Yuval talked to developers at one company where the process was to write down the results of their experiments on physical sheets of paper. But, he noted, that’s not an efficient way to run machine learning experiments.
“You can’t share these notes,” said Yuval. “No one can later pick them up. They’re basically garbage once they’re off your table.” But the biggest problem of all for relates to the tools available for handling massive amounts of data.
The data challenge
Yuval discussed two main challenges when it comes to working with data for deep learning. First, the sheer amount of data makes it difficult to modify or move from one place to another.
“Maybe you have a ton of experiments that you want to do. Are you just going to duplicate your data all over the place?” Yuval asked. Given the hardware challenge, that’s generally not practical.

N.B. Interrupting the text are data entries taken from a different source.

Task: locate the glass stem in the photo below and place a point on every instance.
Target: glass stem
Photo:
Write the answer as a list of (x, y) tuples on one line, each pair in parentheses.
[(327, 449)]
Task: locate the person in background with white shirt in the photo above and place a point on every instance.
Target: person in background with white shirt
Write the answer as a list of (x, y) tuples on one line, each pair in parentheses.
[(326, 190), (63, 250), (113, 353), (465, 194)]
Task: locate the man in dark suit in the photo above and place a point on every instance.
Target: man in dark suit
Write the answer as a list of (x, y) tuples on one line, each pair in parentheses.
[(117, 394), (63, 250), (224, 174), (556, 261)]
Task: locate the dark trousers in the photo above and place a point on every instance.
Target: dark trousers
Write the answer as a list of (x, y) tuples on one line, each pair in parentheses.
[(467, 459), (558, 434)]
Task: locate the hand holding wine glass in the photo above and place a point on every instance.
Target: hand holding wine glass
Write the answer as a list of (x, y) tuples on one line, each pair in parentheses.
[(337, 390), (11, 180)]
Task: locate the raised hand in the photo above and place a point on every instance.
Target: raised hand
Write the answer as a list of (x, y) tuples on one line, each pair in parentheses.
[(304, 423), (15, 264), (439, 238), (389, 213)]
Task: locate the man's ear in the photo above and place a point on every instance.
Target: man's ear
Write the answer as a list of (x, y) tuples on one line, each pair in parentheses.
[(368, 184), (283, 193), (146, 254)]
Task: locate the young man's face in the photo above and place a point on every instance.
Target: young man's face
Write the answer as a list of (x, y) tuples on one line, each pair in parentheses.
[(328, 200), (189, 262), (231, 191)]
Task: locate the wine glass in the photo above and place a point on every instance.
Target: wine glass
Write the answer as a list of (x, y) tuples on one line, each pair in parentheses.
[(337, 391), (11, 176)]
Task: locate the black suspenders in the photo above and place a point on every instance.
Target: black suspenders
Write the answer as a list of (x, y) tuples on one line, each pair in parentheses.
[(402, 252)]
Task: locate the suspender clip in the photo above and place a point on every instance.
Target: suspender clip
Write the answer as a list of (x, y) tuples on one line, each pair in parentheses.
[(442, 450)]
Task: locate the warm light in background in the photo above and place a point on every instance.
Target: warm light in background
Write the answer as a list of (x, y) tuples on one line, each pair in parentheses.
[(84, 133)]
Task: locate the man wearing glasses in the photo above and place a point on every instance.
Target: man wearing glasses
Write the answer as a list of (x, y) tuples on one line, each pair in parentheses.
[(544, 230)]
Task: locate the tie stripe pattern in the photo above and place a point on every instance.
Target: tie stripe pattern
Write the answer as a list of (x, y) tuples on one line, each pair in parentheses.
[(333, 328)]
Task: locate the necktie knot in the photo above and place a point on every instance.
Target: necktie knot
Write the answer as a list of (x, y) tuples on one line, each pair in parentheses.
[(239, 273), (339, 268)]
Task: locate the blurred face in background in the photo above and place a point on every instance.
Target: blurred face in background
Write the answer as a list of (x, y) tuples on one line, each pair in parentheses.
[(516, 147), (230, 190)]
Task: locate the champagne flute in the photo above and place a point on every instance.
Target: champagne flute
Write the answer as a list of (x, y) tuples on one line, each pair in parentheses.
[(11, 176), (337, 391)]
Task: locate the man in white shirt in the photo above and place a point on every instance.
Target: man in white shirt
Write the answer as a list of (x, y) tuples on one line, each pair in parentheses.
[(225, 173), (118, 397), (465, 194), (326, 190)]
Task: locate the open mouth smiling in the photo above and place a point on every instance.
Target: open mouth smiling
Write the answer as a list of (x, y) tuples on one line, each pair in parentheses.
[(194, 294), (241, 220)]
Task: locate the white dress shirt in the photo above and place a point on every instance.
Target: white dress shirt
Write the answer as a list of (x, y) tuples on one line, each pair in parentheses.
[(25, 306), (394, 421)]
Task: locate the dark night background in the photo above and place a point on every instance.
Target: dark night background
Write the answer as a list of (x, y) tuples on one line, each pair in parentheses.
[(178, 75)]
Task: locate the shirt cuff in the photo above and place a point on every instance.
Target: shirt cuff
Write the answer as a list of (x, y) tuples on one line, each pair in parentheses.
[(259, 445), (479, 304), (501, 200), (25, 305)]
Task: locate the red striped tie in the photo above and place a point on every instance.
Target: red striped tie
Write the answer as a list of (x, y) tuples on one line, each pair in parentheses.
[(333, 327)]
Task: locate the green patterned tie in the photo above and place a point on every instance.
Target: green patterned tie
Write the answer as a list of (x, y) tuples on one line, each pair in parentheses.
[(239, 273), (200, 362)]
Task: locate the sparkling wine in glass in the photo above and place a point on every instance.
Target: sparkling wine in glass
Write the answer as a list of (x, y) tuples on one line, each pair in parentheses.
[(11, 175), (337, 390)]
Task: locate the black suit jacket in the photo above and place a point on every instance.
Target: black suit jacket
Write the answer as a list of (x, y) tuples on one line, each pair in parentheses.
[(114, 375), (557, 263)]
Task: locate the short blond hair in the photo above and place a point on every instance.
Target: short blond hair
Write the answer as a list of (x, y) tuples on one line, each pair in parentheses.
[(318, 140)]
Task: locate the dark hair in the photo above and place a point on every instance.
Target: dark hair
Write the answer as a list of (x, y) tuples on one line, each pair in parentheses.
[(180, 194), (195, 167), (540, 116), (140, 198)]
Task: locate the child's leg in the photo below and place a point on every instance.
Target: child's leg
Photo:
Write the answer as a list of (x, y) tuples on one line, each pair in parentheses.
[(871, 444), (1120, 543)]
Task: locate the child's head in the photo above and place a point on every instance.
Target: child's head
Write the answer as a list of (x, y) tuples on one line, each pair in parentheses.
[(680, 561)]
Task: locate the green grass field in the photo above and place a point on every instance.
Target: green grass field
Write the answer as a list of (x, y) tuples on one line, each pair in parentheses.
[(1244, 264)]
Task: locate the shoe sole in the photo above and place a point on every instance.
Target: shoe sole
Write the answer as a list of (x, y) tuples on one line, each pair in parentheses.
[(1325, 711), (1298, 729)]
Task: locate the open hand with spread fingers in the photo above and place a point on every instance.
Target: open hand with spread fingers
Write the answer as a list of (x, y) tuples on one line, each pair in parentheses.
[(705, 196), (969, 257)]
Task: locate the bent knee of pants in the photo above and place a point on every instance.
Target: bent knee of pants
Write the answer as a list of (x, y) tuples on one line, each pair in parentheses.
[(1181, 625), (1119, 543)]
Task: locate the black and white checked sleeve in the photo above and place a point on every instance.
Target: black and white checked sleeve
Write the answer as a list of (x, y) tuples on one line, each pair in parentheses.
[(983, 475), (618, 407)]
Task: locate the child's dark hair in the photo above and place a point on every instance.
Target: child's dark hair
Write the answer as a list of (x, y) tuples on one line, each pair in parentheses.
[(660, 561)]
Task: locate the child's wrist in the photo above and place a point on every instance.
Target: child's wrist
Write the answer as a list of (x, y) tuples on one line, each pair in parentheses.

Secondly, adjustments to data skew the results of experiments. That makes it difficult to know what caused different results: updates to data or models. Version control is the answer to this problem, Yuval said, but many companies lack version control for their data.
The combination of hardware, collaboration, and data challenges all slow down the development process and put a strain on resources. But what if there were a way to apply the lessons of DevOps to machine learning?
Learning from DevOps
Today’s breakneck pace for software development — in which some companies push out new versions of their software hundreds of times daily — has developers moving much faster than in the past.
“There needs to be some way to innovate constantly, and to keep production stable,” he explained. That framework is called DevOps, which coordinates development and operations to keep applications running even as they incorporate new code.
More than methods or tools, culture is the key to making DevOps work. And organizations can apply that culture to AI development.
“So, what is this culture?” he asked. “What are its core tenets?”
First is strict attention to version control. “This is the most basic building block of DevOps,” said Yuval. “You need to know who did what and why so you can have discussions around these changes.” After that comes a focus on testing, automation, and processes for monitoring everything needed to keep a project on track.
“These core tenets were basically what made DevOps what it is — a super-fast, very powerful way to manage what’s in development and what goes to production,” Yuval said. For developers, applying these principles to machine learning and deep learning begins with the right tools.
The DeepOps solution
Solving the challenges of hardware, collaboration, and data requires automation, Yuval said. An automated job queue can help data scientists efficiently share hardware. The system then determines which projects to schedule, when, and using what resources.
In terms of collaboration, automation can help teams track and share information about their work.
Finally, automation can ensure version control is used for data management and processing.“The ideal solution would be a data lake,” Yuval said. In addition to applying version control, he added, the data lake should hold related files and stream them quickly whenever they are needed.
MissingLink is solving some of these deep learning challenges. But Yuval cautioned the audience that the people doing the coding need to be part of the solution. “It’s not about shoving tools down anyone’s throats,” he said.
Looking ahead, Yuval and his team are working to spread the gospel of DeepOps. Their hope is that it will help keep data scientists happy doing what they do best, rather than trying to build their own infrastructure. “They’re going to do a lot more, a lot faster,” Yuval said.